Source: http://www.uspreventiveservicestaskforce.org/uspstf12/brcatest/brcatestfinalrs.htm

Among Ashkenazi Jewish individuals, the prevalence of having any BRCA mutation is as follows:

  • General Ashkenazi Jewish population (2.5%)60
  • Women with breast cancer (any age) (10%)61
  • Women with breast cancer (younger than 40 years) (30%–35%)61-63
  • Men with breast cancer (any age) (19%)64
  • Women with ovarian cancer or primary peritoneal cancer (all ages) (36%–41%)65-67

Two large U.S. population-based studies of breast cancer patients younger than age 65 years examined the prevalence of BRCA1 54,68 and BRCA2 54 mutations in various ethnic groups. The prevalence of BRCA1 mutations in breast cancer patients by ethnic group was 3.5% in Hispanics, 1.3% to 1.4% in African Americans, 0.5% in Asian Americans, 2.2% to 2.9% in non-Ashkenazi Caucasians, and 8.3% to 10.2% in Ashkenazi Jewish individuals.54,68 The prevalence of BRCA2 mutations by ethnic group was 2.6% in African Americans and 2.1% in Caucasians.54

A study of Hispanic patients with a personal or family history of breast cancer and/or ovarian cancer, who were enrolled through multiple clinics in the southwestern United States, examined the prevalence of BRCA1 and BRCA2 mutations. Deleterious BRCA mutations were identified in 189 of 746 patients (25%) (124 BRCA1, 65 BRCA2);69 21 of the 189 (11%) deleterious BRCA mutations identified were large rearrangements, of which 13 (62%) were BRCA1 ex9-12 deletions. In another population-based cohort of 492 Hispanic women with breast cancer, the BRCA1 ex9-12 deletion was found in three patients, suggesting that this mutation may be a Mexican founder mutation and may represent 10% to 12% of all BRCA1 mutations in similar clinic- and population-based cohorts in the United States. Within the clinic-based cohort, there were nine recurrent mutations, which accounted for 53% of all mutations observed in this cohort, suggesting the existence of additional founder mutations in this population.

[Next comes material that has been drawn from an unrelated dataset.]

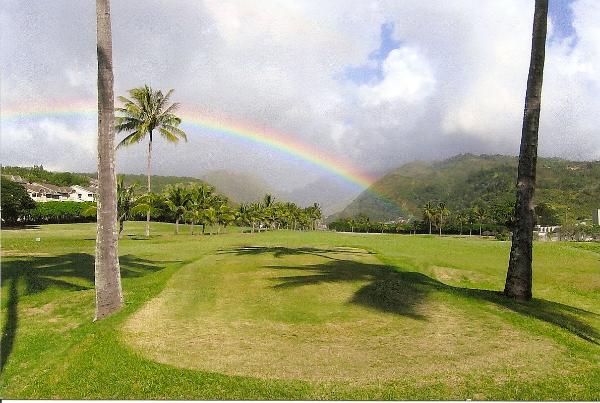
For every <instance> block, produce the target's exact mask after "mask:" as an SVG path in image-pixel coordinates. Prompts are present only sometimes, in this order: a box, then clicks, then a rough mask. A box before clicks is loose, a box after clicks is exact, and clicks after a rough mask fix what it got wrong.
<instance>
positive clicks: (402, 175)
mask: <svg viewBox="0 0 600 403" xmlns="http://www.w3.org/2000/svg"><path fill="white" fill-rule="evenodd" d="M517 164H518V161H517V158H516V157H509V156H501V155H471V154H463V155H458V156H456V157H453V158H450V159H448V160H445V161H439V162H434V163H424V162H412V163H408V164H406V165H403V166H401V167H400V168H398V169H395V170H393V171H391V172H389V173H388V174H386V175H385V176H384V177H383V178H381V179H380V180H379V181H377V182H376V183H374V184H373V185H372V186H371V188H370V189H369V191H366V192H363V193H362V194H361V195H360V196H359V197H357V198H356V199H355V200H354V201H353V202H352V203H351V204H350V205H348V206H347V207H346V208H345V209H344V210H343V211H342V212H341V213H338V214H336V215H335V217H350V216H357V215H358V214H366V215H367V216H368V217H369V218H371V219H372V220H386V219H395V218H397V217H399V216H402V217H418V218H420V217H421V209H422V206H423V205H424V204H425V203H427V202H428V201H442V202H445V203H446V205H447V206H448V208H449V209H450V210H459V209H463V208H469V207H472V206H475V205H482V206H486V205H491V204H510V203H513V201H514V192H515V190H514V189H515V181H516V174H517ZM535 202H536V203H545V204H547V205H549V206H551V207H552V208H553V209H554V210H556V211H557V212H559V213H560V214H568V215H569V216H570V217H571V218H576V219H585V218H590V217H591V211H592V209H593V208H600V162H599V161H595V162H576V161H566V160H562V159H556V158H551V159H549V158H539V160H538V177H537V189H536V197H535Z"/></svg>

A retrospective review of 29 Ashkenazi Jewish patients with primary fallopian tube tumors identified germline BRCA mutations in 17%.67 Another study of 108 women with fallopian tube cancer identified mutations in 55.6% of the Jewish women and 26.4% of non-Jewish women (30.6% overall).70 Estimates of the frequency of fallopian tube cancer in BRCA mutation carriers are limited by the lack of precision in the assignment of site of origin for high-grade, metastatic, serous carcinomas at initial presentation.6,67,70,71

Source: National Cancer Institute Genetics of Breast and Ovarian Cancer PDQ - http://www.cancer.gov/types/breast/hp/breast-ovarian-genetics-pdq

How do BRCA1 and BRCA2 gene mutations affect risk of cancer?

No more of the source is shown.